La Coupe du Monde 2026 a officiellement pris son envol aux États-Unis vendredi soir à Los Angeles, où la sélection américaine affrontait le Paraguay lors du match d’ouverture. Avant le coup d’envoi, le public a assisté à un spectacle de quinze minutes réunissant plusieurs artistes internationaux dans une mise en scène inspirée des grandes productions hollywoodiennes.

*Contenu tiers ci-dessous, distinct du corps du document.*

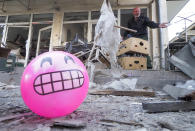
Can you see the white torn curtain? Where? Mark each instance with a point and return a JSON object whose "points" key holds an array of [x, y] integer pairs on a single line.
{"points": [[106, 35]]}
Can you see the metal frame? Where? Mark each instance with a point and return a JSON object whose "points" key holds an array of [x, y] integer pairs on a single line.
{"points": [[39, 38]]}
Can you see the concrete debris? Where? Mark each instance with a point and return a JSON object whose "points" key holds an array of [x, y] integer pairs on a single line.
{"points": [[184, 60], [141, 129], [182, 91], [70, 123], [121, 122], [124, 93], [122, 84], [165, 106]]}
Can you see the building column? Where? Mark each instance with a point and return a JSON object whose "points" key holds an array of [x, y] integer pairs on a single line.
{"points": [[154, 39], [56, 32], [162, 5]]}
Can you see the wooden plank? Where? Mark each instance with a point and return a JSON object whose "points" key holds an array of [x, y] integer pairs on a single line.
{"points": [[166, 106], [124, 93]]}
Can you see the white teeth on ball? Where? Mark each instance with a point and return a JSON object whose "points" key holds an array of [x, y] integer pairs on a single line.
{"points": [[53, 82]]}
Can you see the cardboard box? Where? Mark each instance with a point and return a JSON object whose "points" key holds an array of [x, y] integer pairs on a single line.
{"points": [[134, 45], [133, 63]]}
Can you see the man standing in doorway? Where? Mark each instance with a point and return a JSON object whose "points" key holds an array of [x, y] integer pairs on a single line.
{"points": [[140, 23]]}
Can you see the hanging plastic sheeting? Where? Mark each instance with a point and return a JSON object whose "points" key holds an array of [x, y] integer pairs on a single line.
{"points": [[106, 35]]}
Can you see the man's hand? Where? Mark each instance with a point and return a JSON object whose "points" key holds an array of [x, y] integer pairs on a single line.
{"points": [[163, 25]]}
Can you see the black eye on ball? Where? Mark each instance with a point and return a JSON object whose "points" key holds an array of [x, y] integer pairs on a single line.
{"points": [[67, 58], [47, 59]]}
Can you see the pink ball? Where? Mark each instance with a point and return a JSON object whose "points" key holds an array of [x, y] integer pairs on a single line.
{"points": [[54, 84]]}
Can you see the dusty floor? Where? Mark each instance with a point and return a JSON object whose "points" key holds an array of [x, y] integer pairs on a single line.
{"points": [[96, 113]]}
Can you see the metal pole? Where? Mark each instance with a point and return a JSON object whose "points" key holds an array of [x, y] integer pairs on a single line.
{"points": [[186, 31], [28, 44]]}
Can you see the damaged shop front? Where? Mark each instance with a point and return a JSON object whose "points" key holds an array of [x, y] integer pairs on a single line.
{"points": [[40, 26]]}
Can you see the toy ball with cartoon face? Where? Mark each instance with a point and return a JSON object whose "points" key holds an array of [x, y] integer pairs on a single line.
{"points": [[54, 84]]}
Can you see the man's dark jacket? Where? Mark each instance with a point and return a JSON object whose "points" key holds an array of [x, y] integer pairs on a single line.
{"points": [[141, 26]]}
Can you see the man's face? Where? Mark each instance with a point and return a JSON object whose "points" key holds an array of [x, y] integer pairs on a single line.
{"points": [[136, 12]]}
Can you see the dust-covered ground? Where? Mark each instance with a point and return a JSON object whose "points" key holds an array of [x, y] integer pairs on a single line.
{"points": [[96, 113]]}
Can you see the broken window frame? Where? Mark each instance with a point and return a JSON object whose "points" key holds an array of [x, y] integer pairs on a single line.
{"points": [[29, 23], [82, 21]]}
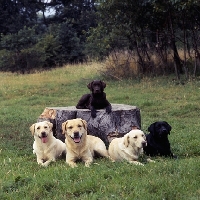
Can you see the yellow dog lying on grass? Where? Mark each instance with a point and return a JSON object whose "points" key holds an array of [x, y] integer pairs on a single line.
{"points": [[129, 147], [79, 145], [46, 147]]}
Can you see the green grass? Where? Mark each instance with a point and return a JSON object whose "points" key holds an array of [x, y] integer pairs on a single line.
{"points": [[24, 97]]}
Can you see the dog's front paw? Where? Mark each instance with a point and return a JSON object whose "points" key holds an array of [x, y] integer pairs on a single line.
{"points": [[108, 109], [72, 164], [93, 113]]}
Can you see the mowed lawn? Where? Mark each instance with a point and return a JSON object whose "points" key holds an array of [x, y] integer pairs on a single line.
{"points": [[24, 97]]}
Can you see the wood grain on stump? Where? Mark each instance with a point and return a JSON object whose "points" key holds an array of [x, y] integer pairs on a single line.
{"points": [[121, 120]]}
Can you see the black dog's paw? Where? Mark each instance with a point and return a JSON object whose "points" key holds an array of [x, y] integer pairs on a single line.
{"points": [[108, 109], [93, 113]]}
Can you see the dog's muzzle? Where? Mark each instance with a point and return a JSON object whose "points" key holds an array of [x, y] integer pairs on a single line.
{"points": [[76, 138], [43, 137], [144, 144]]}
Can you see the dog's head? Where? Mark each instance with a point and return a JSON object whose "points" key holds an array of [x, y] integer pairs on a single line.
{"points": [[42, 130], [160, 129], [75, 130], [135, 138], [96, 86]]}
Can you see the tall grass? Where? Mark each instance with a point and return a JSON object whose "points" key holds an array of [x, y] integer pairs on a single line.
{"points": [[24, 97]]}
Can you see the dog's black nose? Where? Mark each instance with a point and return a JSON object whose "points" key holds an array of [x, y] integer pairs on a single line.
{"points": [[144, 144], [43, 134], [76, 134], [164, 130]]}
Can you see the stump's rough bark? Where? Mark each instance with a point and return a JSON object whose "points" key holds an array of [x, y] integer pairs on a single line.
{"points": [[121, 120]]}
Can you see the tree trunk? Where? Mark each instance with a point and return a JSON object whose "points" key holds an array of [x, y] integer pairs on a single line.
{"points": [[121, 120]]}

Cette cérémonie marquait la dernière étape d’un dispositif inédit mis en place par la FIFA. Pour la première fois dans l’histoire de la compétition, trois cérémonies d’ouverture distinctes ont été organisées. Après celles de l’Estadio Azteca à Mexico jeudi et du Toronto Stadium vendredi, Los Angeles a conclu ce triptyque continental devant un stade comble.
Une vitrine de la diversité culturelle
Conçu en partenariat avec Balich Wonder Studio, le spectacle a réuni plusieurs artistes représentant différentes scènes musicales internationales.
La chanteuse américaine Katy Perry a ouvert la soirée avec plusieurs de ses succès. Le rappeur Future a ensuite apporté une touche hip-hop, tandis que LISA, figure mondiale de la K-pop, a proposé une prestation chorégraphiée.
La Brésilienne Anitta a poursuivi le spectacle avec des rythmes latinos. Les artistes africains Rema et Tyla ont ensuite complété cette séquence musicale internationale.
L’acteur américain Jason Sudeikis a également participé à l’événement en qualité d’ambassadeur officiel de cette Coupe du Monde.
Un moment protocolaire chargé d’émotion
Après la parade des drapeaux, la cérémonie a laissé place à la séquence protocolaire. Le duo country-pop Dan + Shay a interprété l’hymne national américain devant l’équipe hôte. Le groupe paraguayen Purahei Soul a ensuite livré une version de l’hymne national du Paraguay.
Parallèlement au match disputé sur la pelouse californienne, des dizaines de milliers de supporters se sont réunis au FIFA Fan Festival de Los Angeles, installé au sein du Los Angeles Memorial Coliseum. Les fans y suivent la compétition sur écrans géants dans une ambiance festive.
Les États-Unis face à leurs ambitions
Cette édition marque le retour de la Coupe du Monde aux États-Unis pour la première fois depuis 1994. Le contexte a toutefois profondément évolué. Le football s’est davantage implanté dans le paysage sportif américain, tandis que la MLS a gagné en visibilité.
Dirigée par l’Argentin Mauricio Pochettino, la sélection américaine ambitionne de dépasser son parcours de 2022 au Qatar, conclu en huitièmes de finale après une défaite face aux Pays-Bas (3-1).
Co-hôtes du tournoi, les États-Unis bénéficient de l’avantage du terrain mais abordent également la compétition avec la pression des attentes de leur public.